Le temps du travail est un temps carcéral, réglé pour nous à l'avance.

Une alarme nous arrache du sommeil, en général tôt dans la matinée. Bien trop tôt. Puis nous nous laissons à peine le temps de manger et de nous laver, nous prenons les transports en commun, ou la voiture, avec cinq minutes de retard. En arrivant au travail, nous pointons, ou bien sommes obligés de dire bonjour à tout le monde, car dans certaines boîtes ce sont nos collègues qui surveillent les horaires. Puis à 11 heures, une pause de 5 minutes. Une heure de 13 à 14. Une pause de 10 minutes à 16 heures. Départ à 18 heures. Transports. Repas, télévision, dodo.
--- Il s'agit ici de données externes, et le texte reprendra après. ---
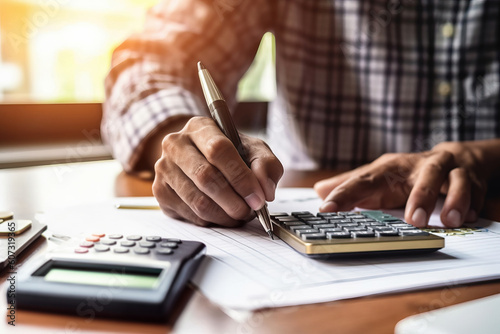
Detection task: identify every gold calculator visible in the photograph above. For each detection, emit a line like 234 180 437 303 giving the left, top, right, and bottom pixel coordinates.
270 211 444 257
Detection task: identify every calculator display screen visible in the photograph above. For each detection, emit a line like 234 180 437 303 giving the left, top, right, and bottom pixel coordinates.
44 267 162 289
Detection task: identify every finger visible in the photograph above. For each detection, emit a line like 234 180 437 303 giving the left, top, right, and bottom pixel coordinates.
173 144 253 221
153 177 211 227
318 170 385 212
167 163 247 227
440 168 471 228
242 135 284 201
188 118 266 210
466 175 487 223
405 152 455 228
314 170 354 200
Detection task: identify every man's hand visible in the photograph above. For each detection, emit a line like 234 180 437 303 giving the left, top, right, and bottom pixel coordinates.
153 116 283 227
313 141 497 228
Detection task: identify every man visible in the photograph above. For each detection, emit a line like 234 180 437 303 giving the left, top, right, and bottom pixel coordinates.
102 0 500 229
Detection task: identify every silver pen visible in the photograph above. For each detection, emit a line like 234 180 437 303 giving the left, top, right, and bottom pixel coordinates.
197 61 274 239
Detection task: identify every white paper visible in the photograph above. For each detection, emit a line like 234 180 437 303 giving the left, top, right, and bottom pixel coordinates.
40 188 500 311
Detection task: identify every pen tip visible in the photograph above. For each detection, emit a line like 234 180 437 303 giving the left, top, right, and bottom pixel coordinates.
268 230 274 240
197 61 205 71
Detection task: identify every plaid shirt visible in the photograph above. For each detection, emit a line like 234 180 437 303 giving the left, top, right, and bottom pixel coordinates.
103 0 500 172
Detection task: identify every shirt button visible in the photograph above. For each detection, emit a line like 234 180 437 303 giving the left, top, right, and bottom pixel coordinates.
438 81 452 96
442 23 454 38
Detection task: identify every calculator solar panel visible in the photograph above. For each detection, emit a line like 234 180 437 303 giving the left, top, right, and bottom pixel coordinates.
270 211 444 256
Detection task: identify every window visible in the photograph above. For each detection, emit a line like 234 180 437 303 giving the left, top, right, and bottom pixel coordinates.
0 0 275 103
0 0 275 167
0 0 159 103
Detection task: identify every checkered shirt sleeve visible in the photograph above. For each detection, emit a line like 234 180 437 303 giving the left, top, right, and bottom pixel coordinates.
102 0 272 172
103 0 500 172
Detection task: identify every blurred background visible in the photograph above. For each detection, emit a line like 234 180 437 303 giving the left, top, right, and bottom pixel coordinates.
0 0 275 167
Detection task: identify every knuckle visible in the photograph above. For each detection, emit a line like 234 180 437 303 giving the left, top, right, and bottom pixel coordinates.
414 185 439 198
436 150 455 165
356 172 377 185
228 164 253 188
185 116 206 130
191 194 216 219
162 132 181 152
204 137 232 162
192 163 217 189
424 161 445 174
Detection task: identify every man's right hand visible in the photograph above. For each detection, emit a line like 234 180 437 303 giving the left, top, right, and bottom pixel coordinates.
152 116 283 227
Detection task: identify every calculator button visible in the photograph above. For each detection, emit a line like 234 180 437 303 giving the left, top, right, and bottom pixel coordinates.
390 223 411 228
317 212 338 217
292 211 313 216
364 222 387 226
328 216 346 221
336 222 358 227
113 247 129 254
312 223 337 229
282 221 305 228
301 233 327 241
134 248 150 255
74 248 89 254
157 249 173 255
295 229 319 237
352 231 376 238
302 217 326 222
94 245 110 252
79 241 94 248
146 236 162 242
121 241 136 247
372 226 395 231
160 242 178 249
86 236 100 242
139 241 156 248
399 230 429 236
335 219 354 224
343 226 367 232
108 234 123 239
278 217 302 222
126 235 142 241
288 225 312 233
352 219 374 223
165 238 182 244
100 240 117 246
326 232 352 239
377 231 399 237
396 226 418 231
92 233 106 238
318 227 343 233
270 212 289 218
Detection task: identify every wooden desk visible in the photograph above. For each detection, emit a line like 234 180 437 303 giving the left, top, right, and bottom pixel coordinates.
1 161 500 333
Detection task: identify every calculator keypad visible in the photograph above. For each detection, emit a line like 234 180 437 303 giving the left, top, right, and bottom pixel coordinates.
74 234 182 256
271 211 428 241
269 210 444 256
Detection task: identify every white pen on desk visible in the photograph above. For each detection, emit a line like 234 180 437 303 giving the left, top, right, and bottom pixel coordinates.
115 204 161 210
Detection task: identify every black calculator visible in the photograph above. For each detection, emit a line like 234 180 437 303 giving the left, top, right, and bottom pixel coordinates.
270 211 444 257
12 233 206 321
Réglés comme des horloges. Comme des machines. Les horaires souples font tout juste illusion.

Nous pourrions profiter de notre soirée, si seulement nous n'avions pas pourri notre journée au travail.

Nous pourrions profiter de notre weekend si seulement nous n'avions pas pourri notre semaine en bossant cinq jours.
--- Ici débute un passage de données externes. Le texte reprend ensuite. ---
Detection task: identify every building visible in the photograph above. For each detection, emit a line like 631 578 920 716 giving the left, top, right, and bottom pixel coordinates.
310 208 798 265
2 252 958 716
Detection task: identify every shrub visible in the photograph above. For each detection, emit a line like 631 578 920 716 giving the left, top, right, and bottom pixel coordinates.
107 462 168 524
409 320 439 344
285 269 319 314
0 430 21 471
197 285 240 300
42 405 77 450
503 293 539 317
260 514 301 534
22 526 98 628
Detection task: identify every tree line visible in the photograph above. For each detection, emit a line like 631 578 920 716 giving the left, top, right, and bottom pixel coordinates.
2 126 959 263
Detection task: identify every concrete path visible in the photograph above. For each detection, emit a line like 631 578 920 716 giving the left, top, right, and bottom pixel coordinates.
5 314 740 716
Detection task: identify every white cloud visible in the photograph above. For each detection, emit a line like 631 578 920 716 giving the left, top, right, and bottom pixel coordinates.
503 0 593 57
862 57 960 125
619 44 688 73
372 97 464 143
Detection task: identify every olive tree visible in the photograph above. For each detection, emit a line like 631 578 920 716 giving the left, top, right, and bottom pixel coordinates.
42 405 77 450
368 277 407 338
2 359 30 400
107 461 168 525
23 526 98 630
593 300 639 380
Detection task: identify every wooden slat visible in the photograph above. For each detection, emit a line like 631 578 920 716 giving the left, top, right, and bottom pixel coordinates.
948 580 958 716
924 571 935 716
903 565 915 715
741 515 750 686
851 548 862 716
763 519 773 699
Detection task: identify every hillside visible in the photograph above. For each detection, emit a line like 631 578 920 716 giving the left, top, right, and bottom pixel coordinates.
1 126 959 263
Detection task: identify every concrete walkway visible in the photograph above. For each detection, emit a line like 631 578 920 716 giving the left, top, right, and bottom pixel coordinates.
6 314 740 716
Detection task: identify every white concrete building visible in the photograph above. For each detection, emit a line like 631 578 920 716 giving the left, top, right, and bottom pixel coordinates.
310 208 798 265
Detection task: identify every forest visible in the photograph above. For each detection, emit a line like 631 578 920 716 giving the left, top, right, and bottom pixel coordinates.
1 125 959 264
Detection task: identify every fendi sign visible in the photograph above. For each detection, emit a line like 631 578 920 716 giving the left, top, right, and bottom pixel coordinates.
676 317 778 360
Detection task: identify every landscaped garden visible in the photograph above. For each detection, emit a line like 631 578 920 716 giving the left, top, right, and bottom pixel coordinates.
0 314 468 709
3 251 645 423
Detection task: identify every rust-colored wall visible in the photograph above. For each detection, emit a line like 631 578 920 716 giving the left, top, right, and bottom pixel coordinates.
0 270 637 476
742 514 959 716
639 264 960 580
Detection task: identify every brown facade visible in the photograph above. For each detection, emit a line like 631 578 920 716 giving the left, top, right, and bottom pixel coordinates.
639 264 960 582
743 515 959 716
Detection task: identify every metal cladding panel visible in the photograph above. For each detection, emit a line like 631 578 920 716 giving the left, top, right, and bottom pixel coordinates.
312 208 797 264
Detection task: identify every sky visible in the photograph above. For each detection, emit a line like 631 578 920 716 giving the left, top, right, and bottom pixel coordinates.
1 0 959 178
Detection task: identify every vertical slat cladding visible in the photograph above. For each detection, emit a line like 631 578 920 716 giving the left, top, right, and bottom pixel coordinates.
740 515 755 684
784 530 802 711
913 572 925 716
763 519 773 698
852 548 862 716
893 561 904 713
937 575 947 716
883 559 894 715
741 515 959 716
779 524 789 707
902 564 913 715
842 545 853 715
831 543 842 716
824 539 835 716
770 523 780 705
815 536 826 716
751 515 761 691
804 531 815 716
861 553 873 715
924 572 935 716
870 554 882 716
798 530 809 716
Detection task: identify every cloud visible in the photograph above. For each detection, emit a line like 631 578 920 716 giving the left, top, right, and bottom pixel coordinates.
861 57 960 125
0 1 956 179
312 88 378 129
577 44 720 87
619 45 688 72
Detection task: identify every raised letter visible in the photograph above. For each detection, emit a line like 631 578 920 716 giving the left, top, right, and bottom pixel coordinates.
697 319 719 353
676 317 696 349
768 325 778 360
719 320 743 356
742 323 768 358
Pourrons-nous seulement profiter de notre retraite?

Les vacances passent à la vitesse de l'éclair.

Et tant mieux, car les temps morts nous sont insupportables. Arrivés sur le quai, si le prochain métro ne passe que dans 5 minutes, quelle horreur. Heureusement, notre téléphone portable nous évitera l'angoisse de nous retrouver en tête à tête avec nous-même.

C'est ainsi que défilent les jours, les semaines, les années. De plus en plus vite. Jusqu'au jour où l'on se dit: "Mince! Une année vient de s'écouler, et je n'ai rien fait!".

Depuis quelques semaines, je ne travaille plus que deux jours par semaine. J'étais un peu paumé la première douzaine de jours, ne sachant que faire de ma vie. Puis, progressivement, on se rappelle qu'à l'origine, le temps n'est pas quelquechose que l'on subit.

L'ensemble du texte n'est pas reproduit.